Hamilton left the army right after the war ended and went on to study law. The New York legislature chose him as a delegate to the 1st and 2nd Continental Congress. He was a major leader at the Annapolis Convention of 1786 and attended the Constitutional Convention a year later. Hamilton was in favor of an elected president, similar to England's king, who would keep his office until death. He believed that a government of rich, power men was best. His philosophy was strongly opposed and discarded yet he still signed the United States Constitution. Along with James Madison and John Jay, he wrote the series "The Federalist." These articles pushed for a new government.

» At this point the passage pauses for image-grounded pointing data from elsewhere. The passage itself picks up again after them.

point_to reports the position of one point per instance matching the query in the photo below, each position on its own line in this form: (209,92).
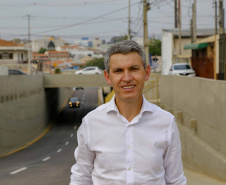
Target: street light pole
(29,47)
(145,27)
(129,21)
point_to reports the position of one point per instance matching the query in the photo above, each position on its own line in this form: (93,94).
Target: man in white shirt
(128,141)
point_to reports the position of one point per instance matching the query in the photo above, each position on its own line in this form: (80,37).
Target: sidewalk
(194,178)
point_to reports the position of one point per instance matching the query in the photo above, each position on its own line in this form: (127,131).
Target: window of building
(7,56)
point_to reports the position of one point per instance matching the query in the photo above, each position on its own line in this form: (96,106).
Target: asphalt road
(48,161)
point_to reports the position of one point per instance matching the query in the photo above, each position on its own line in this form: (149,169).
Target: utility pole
(146,7)
(129,21)
(221,17)
(215,4)
(192,31)
(179,21)
(175,14)
(29,46)
(194,21)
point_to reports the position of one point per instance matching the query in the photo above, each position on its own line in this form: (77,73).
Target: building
(12,53)
(45,42)
(173,51)
(205,57)
(58,55)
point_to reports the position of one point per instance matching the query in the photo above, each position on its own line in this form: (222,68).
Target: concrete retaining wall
(199,106)
(26,109)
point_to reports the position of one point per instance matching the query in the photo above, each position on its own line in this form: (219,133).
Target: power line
(86,21)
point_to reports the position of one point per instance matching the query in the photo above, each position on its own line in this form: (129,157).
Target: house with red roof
(12,53)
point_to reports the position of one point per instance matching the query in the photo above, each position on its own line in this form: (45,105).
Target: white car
(184,69)
(89,70)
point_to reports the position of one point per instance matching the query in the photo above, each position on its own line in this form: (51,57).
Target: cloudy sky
(73,19)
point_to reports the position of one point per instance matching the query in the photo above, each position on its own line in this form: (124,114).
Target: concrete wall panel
(199,105)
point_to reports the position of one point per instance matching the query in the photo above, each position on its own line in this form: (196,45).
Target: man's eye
(117,71)
(135,69)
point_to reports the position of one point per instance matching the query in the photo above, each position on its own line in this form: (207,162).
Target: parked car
(79,88)
(16,72)
(183,69)
(89,70)
(74,102)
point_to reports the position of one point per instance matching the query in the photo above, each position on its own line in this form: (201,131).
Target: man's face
(127,76)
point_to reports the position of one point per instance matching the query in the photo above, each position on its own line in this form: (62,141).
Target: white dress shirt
(113,151)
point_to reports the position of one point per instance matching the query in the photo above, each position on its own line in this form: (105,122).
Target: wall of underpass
(26,109)
(199,106)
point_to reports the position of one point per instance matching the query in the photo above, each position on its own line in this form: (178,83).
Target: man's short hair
(124,47)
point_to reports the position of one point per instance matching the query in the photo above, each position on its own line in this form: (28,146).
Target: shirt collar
(146,106)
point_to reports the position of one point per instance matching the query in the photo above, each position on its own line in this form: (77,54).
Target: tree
(99,62)
(155,47)
(42,50)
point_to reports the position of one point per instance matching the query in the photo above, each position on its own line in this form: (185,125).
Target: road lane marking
(58,151)
(45,159)
(17,171)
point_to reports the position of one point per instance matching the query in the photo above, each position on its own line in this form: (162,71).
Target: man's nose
(127,77)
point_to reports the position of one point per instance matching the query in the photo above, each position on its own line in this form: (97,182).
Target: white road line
(17,171)
(58,151)
(47,158)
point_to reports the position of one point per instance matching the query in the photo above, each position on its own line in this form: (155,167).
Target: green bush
(57,71)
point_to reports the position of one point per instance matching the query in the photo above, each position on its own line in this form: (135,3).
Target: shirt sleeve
(174,174)
(84,156)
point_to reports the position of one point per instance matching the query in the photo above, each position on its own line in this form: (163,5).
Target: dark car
(16,72)
(74,102)
(79,88)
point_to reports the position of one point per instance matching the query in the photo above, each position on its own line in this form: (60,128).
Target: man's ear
(107,78)
(147,72)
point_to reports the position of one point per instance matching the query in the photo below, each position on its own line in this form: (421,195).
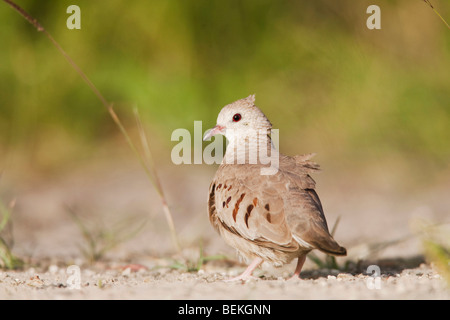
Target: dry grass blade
(435,11)
(155,179)
(147,165)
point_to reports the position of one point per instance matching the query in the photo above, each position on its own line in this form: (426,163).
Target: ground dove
(273,215)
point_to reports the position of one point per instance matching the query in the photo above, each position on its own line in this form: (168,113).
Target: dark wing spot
(236,206)
(228,201)
(247,214)
(212,201)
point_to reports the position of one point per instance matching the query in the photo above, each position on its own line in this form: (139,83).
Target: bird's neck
(250,148)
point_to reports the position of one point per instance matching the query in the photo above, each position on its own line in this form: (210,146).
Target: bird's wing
(280,211)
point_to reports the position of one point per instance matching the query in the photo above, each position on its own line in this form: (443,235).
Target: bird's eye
(237,117)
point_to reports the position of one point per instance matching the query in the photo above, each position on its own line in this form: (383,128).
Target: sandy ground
(377,227)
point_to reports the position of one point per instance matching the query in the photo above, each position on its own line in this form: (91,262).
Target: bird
(272,217)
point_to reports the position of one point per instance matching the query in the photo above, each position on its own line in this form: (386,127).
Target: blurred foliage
(318,73)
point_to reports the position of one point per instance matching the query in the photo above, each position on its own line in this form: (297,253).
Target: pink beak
(212,132)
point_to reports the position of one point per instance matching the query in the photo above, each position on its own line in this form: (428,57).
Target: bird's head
(239,118)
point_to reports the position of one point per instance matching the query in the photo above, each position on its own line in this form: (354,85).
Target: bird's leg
(247,274)
(298,269)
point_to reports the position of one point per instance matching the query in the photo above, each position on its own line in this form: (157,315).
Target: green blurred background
(360,98)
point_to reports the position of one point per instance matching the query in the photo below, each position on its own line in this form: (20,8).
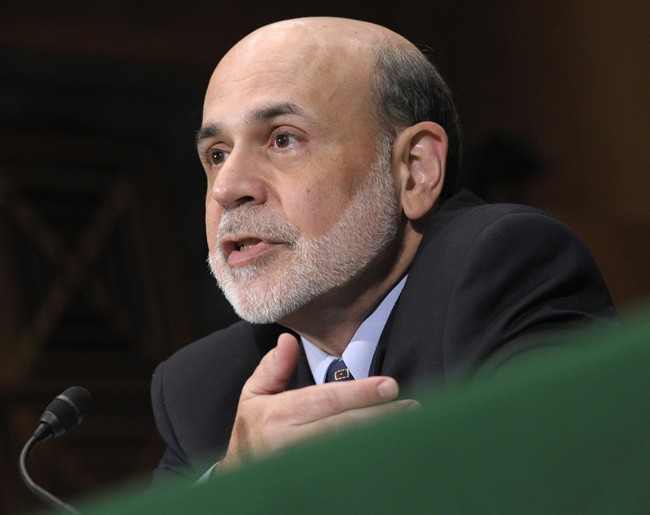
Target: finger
(317,402)
(346,419)
(275,368)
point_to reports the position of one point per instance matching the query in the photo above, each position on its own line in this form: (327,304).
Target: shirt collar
(359,352)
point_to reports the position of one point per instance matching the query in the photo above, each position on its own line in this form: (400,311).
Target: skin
(319,67)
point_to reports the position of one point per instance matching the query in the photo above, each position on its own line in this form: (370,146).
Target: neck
(330,321)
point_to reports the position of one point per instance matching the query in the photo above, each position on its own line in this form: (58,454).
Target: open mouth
(241,251)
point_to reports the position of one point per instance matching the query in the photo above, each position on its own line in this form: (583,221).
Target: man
(330,147)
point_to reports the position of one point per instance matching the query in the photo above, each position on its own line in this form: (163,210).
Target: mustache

In 1789 Hamilton was appointed the first Secretary of Treasury by President Washington. He kept the new nation on a steady financial basis. During this time, he began to have conflicts with Thomas Jefferson, who was Secretary of State. Their arguments led to the establishment of political parties, with Hamilton leading the Federalists and Jefferson with and Democratic-Republican. He returned to law in 1795 after leaving Washington's cabinet. When England and France went to war, the U.S. eventually became involved in the 1790s. Hamilton was given the position of major general by President John Adams. During the political campaign of 1804, Hamilton made unfavorable remarks about Vice President Aaron Burr. Burr then challenged him to a duel. The duel took place by the Hudson River, close to Weehawken, New Jersey. Hamilton received a fatal gunshot wound and died the next day on July 12, 1804.